Irina und Alessia legen zwei längliche Kartons aufeinander und kleben dünn zugesägte Holzstäbe dazwischen. Ihr Team von Kantonsschülern arbeitet zu fünft an einer Brücke, die sie nach der Idee einer modernen Stahl-Beton-Konstruktion aufbauen wollen. Lediglich eine selbst angefertigte Bleistiftskizze hilft den Jugendlichen, sich während des Brückenbaus aus Holz und Papier zu orientieren.

Für den Ingenieurberuf begeistern

Gebastelt wird im Rahmen der Technikwoche, die vom Verband IngCh angeboten wird, um junge Menschen für die Ausbildung als Ingenieur begeistern zu können. Die Schüler erhalten einen Einblick in die verschiedenen Facetten des Berufs und sollen ihre Vorurteile abbauen können. Die Technikwoche wird mittlerweile an über 30 Kantonsschulen im Jahr angeboten. Denn Ingenieur und vor allem Ingenieurin, ist immer seltener der Wunschberuf von Jugendlichen. Und doch braucht es immer mehr davon und überall. «Wir möchten eine möglichst breite Palette des Ingenieurberufs aufzeigen», sagt Projektleiterin Inci Satir.

Nachdem die Jugendlichen in den vergangenen Tagen eine Schaumstofffabrik besucht, am Institut für Computerlinguistik mit Experten Sprachen programmiert und ein Ei-Fall-Gerät konstruiert haben, dürfen sie sich am Brücken bauen versuchen. Dabei ist es wichtig, dass die Teamarbeit funktioniert. Bauingenieur Michael Dillo zeigt den Jugendlichen auf, worauf es bei der Zusammenarbeit ankommt. Schnell wird klar: Verschiedene Begabungen im Team bereichern das Ergebnis. Pro Gruppe wird ein Schüler bestimmt, der die Teamrollen beobachtet und auswertet. Hinzu kommt der technische Teil der Arbeit. Dillo stellt verschiedene Brückentypen vor und erklärt, wie diese mit den Hilfsmitteln Papier, Karton, Schnur und Kleber umsetzbar sind.

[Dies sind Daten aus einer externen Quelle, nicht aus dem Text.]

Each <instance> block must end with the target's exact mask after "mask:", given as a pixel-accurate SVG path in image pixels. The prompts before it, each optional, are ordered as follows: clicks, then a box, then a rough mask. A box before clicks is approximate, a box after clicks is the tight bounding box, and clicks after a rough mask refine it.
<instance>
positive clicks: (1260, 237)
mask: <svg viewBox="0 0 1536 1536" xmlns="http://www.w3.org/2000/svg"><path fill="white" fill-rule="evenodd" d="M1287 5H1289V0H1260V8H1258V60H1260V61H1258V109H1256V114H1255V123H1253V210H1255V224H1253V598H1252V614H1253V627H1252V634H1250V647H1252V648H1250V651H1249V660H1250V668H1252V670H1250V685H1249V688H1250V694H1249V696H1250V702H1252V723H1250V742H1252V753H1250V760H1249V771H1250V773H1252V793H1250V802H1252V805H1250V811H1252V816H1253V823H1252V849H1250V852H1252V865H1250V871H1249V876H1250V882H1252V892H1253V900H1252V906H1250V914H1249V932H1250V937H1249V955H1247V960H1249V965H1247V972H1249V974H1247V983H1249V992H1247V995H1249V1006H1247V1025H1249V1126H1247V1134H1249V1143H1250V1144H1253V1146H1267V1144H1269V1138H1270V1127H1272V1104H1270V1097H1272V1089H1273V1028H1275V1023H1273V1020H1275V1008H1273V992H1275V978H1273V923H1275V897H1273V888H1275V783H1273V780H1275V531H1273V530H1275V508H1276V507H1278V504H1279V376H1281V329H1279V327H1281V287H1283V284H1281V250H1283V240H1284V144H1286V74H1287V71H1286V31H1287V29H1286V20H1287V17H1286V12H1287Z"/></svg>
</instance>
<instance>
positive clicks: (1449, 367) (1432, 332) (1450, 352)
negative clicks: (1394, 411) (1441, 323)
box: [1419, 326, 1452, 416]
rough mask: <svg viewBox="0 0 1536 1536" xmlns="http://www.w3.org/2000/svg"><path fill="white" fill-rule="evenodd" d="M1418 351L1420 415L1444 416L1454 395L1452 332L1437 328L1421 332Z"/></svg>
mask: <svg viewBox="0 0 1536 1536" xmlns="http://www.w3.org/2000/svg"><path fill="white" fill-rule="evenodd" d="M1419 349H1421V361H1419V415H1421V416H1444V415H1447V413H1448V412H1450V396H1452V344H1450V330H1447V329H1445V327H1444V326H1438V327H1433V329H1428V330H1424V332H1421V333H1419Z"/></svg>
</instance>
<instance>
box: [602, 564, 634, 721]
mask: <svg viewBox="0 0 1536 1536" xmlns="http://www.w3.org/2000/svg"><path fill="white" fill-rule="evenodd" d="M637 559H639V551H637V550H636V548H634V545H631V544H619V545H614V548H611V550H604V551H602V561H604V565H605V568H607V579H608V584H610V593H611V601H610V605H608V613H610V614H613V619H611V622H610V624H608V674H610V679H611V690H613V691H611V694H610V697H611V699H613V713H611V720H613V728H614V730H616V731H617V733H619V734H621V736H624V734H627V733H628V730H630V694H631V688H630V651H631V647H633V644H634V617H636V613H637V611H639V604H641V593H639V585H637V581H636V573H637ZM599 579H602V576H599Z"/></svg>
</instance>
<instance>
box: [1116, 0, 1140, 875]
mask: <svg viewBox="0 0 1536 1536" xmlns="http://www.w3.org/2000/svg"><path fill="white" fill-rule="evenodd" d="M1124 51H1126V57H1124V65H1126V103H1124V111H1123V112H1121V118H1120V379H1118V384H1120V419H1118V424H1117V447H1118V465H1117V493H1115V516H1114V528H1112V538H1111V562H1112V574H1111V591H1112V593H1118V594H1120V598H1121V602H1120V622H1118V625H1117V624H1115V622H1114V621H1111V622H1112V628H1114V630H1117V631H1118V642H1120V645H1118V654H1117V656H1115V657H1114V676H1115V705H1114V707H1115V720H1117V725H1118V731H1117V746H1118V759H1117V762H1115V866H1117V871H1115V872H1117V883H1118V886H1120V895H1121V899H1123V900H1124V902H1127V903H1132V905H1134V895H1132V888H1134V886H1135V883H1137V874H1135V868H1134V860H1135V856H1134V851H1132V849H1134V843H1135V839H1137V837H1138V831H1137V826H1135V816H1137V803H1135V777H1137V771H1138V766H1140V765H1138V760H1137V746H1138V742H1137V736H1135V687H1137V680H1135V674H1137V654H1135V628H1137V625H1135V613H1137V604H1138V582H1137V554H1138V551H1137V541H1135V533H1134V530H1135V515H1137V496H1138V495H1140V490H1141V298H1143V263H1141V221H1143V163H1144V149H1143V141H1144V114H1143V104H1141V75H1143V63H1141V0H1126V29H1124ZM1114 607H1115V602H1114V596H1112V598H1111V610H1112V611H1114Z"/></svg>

Brücke aus Papier hält 80 Kilo aus

Die Gruppen haben sich für ganz unterschiedliche Konstruktionen entschieden. Im Vordergrund steht bei allen Teams die Belastbarkeit der Brücke. Schliesslich soll sie einen mit Wasser gefüllten Kanister tragen können, ohne unter dem Gewicht zusammenzubrechen oder durchzubiegen. «Eine solche Brücke aus Papier kann bestenfalls bis zu 80 Kilo aushalten», so Dillo.

Das Team von Uros verbindet zwei Kartonplatten mit Schnur, die dafür sorgen soll, dass die Brücke stärker belastbar ist. Andere Gruppen setzten auf farbige Papierrollen, die sie zwischen zwei Kartons anbringen, um mehr Stabilität zu bekommen und zusätzlich Punkte beim Kriterium Design zu erhalten. Denn das ist nebst dem Belastbarkeitstest ein weiterer Punkt, der bei der Bewertung berücksichtigt wird. Im Vergleich zu früher, sind Brücken heute richtige Leichtbauten. Deshalb werden die Brücken auch nach ihrem Gewicht bewertet. Mit viel Elan nutzen die Jugendlichen die Zeit, ihrer Fantasie freien Lauf zu lassen.

Die Jugendlichen beurteilen auch die Arbeit im Team und bewerten gegenseitig ihre Präsentationen der Brücken. Dillo führt seinen Workshop mehrmals im Jahr im Rahmen der Technikwoche durch und sagt: «Die Jugendlichen sind begeistert dabei. Nachdem sie viel zuhören mussten, arbeiten sie gerne selber und kreativ.»

Schüler zeigen sich interessiert

Klassenlehrer Stefan Bolliger sieht die Technikwoche als einen Gewinn für alle Beteiligten. «Wäre ich selbst nochmals jung, könnte ich mir auch vorstellen, in der Computerlinguistik zu arbeiten», sagt er. Damit steht er nicht alleine da. Auch der 17-jährige Peter schliesst nicht aus, einmal in den Beruf als Ingenieur einzusteigen: «Ich kann mir das durchaus vorstellen, wenn es nicht zu viel mit Mathematik zu tun hat.» Seine Teamkollegin Alessia meint, sie hätte bis anhin gar nicht genau gewusst, was ein Ingenieur für eine Aufgabe hat «Ich habe mich nie damit auseinander gesetzt», sagt sie. Doch es sei spannend zu sehen, wie vielseitig der Beruf tatsächlich ist.